Celebrated: guide dogs like Penelope give their handlers independence and companionship. Photo: KATIE MARTIN

AMONG the celebrations during last week’s International Guide Dog Day on Wednesday, 28 April was an important lesson for pet dog owners.

Regional team leader for Guide Dogs Victoria in Bendigo Justin Marshall said the organisation is calling on lockdown puppy owners to familiarise themselves and their pups with proper ‘petiquette’.

“Petiquette is basically etiquette for your dog and what you need to do when you see a guide dog coming,” he said. “It is building on not distracting the [guide] dog.

“If you see a guide dog user coming towards you make sure you put your dog on a short lead [and] move off the footpath to let them go by.

“It’s just basic manners, that’s what we’re after,” Mr Marshall said.

Distractions like these happen “all the time” to 27-year-old Mel Stephens, who makes up part of the 40 percent of handlers who have experienced an increase in such situations while out with their guide dogs in the last year, as reported by Guide Dogs Victoria.

While Ms Stephens, her mother and her previous guide dog were lost at a train station, the family were approached by a member of the public who tried taking charge of the situation.

“We were travelling through Southern Cross Station in Melbourne one time and we were getting lost and someone actually came up to my mum and said ‘I’ll show you which way to go’ and grabbed her dog’s harness and tried to pull her by the dog,” she said.

“That happens all the time, people come up to you and start patting your dog.
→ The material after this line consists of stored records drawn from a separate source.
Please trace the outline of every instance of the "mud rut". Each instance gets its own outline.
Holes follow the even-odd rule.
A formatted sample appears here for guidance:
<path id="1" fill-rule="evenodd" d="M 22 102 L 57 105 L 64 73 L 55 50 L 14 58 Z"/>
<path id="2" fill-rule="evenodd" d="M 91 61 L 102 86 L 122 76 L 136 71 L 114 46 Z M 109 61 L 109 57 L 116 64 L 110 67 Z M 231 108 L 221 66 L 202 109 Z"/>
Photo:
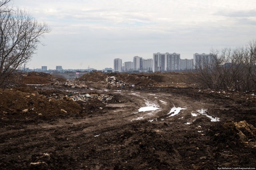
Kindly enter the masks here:
<path id="1" fill-rule="evenodd" d="M 1 134 L 7 136 L 0 145 L 5 148 L 3 169 L 9 164 L 13 169 L 212 169 L 254 165 L 255 156 L 251 154 L 255 148 L 240 146 L 220 151 L 212 143 L 215 132 L 210 129 L 220 126 L 228 116 L 208 113 L 220 117 L 220 122 L 216 122 L 198 113 L 192 116 L 201 109 L 221 110 L 223 106 L 212 99 L 200 99 L 190 89 L 181 93 L 161 89 L 104 90 L 76 92 L 111 93 L 130 100 L 107 104 L 98 112 L 82 117 L 37 123 L 34 119 L 32 123 L 14 121 L 13 126 L 20 127 Z M 159 109 L 138 112 L 149 106 Z M 186 109 L 169 117 L 174 106 Z M 239 149 L 243 155 L 239 155 Z"/>

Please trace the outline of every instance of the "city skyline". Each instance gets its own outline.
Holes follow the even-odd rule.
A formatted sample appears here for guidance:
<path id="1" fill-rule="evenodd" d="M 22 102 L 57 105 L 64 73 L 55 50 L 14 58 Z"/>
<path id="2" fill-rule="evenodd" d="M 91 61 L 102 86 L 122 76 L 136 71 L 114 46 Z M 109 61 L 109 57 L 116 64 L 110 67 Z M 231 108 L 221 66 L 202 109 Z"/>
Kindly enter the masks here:
<path id="1" fill-rule="evenodd" d="M 14 0 L 52 28 L 27 65 L 98 69 L 136 55 L 179 52 L 181 59 L 244 46 L 255 38 L 253 0 Z M 161 12 L 159 12 L 161 11 Z"/>

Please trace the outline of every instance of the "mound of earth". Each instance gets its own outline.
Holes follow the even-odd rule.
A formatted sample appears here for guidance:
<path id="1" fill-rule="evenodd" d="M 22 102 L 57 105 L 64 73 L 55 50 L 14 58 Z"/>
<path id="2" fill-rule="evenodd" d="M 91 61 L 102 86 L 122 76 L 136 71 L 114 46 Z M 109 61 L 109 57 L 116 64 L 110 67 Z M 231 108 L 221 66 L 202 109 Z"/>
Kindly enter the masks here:
<path id="1" fill-rule="evenodd" d="M 23 73 L 19 80 L 20 83 L 27 84 L 46 84 L 66 81 L 49 73 L 36 72 Z"/>
<path id="2" fill-rule="evenodd" d="M 163 84 L 177 85 L 195 83 L 191 74 L 186 73 L 157 73 L 128 74 L 126 73 L 104 73 L 94 72 L 83 75 L 78 80 L 84 81 L 105 81 L 108 77 L 114 76 L 126 83 L 138 86 L 160 86 Z M 175 83 L 174 85 L 173 83 Z"/>
<path id="3" fill-rule="evenodd" d="M 0 101 L 2 119 L 31 116 L 66 117 L 81 111 L 80 106 L 71 99 L 48 98 L 38 93 L 24 92 L 11 89 L 0 89 Z"/>

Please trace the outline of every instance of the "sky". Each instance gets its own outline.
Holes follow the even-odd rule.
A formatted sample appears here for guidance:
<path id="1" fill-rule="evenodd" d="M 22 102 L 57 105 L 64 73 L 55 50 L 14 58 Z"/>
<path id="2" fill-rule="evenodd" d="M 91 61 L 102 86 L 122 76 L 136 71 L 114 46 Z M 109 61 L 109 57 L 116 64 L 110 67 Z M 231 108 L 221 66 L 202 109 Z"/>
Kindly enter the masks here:
<path id="1" fill-rule="evenodd" d="M 102 69 L 135 56 L 181 59 L 256 38 L 255 0 L 13 0 L 51 32 L 27 65 Z"/>

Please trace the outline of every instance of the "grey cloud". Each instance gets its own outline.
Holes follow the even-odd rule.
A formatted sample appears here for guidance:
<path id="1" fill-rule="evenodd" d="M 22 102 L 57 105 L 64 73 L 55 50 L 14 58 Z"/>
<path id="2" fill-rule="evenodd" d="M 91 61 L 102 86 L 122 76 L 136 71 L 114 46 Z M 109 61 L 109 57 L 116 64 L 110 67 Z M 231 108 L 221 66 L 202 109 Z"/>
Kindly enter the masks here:
<path id="1" fill-rule="evenodd" d="M 256 10 L 248 11 L 237 11 L 230 12 L 220 11 L 214 14 L 215 15 L 220 15 L 229 17 L 256 17 Z"/>

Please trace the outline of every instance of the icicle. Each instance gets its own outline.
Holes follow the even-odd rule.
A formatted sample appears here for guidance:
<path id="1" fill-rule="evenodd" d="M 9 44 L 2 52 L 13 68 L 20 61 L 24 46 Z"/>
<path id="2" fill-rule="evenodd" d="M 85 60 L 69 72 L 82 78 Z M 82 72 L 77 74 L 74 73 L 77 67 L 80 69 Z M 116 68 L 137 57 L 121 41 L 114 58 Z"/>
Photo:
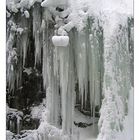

I used to work in the city and I’d be sitting on a train and I’d put my hand down to pat my dog myself and there’d be all these hands already on the dog.

“I’m very to the point and I think it’s important to make people understand that these are working dogs, these are not cute Labradors.

“It takes six months to train them and six weeks to ruin them, so I want people to know that when they see a person with a guide dog, talk to the person first.

“We get a lot less communication from the public when we’re travelling with our white canes than we do with our dogs. Learn to treat the dogs like you treat the cane, like it’s not there, because at the end of the day the dog can’t understand what you’re saying. We can.

“If we’re lost it’s us that need the guidance, not the dog.”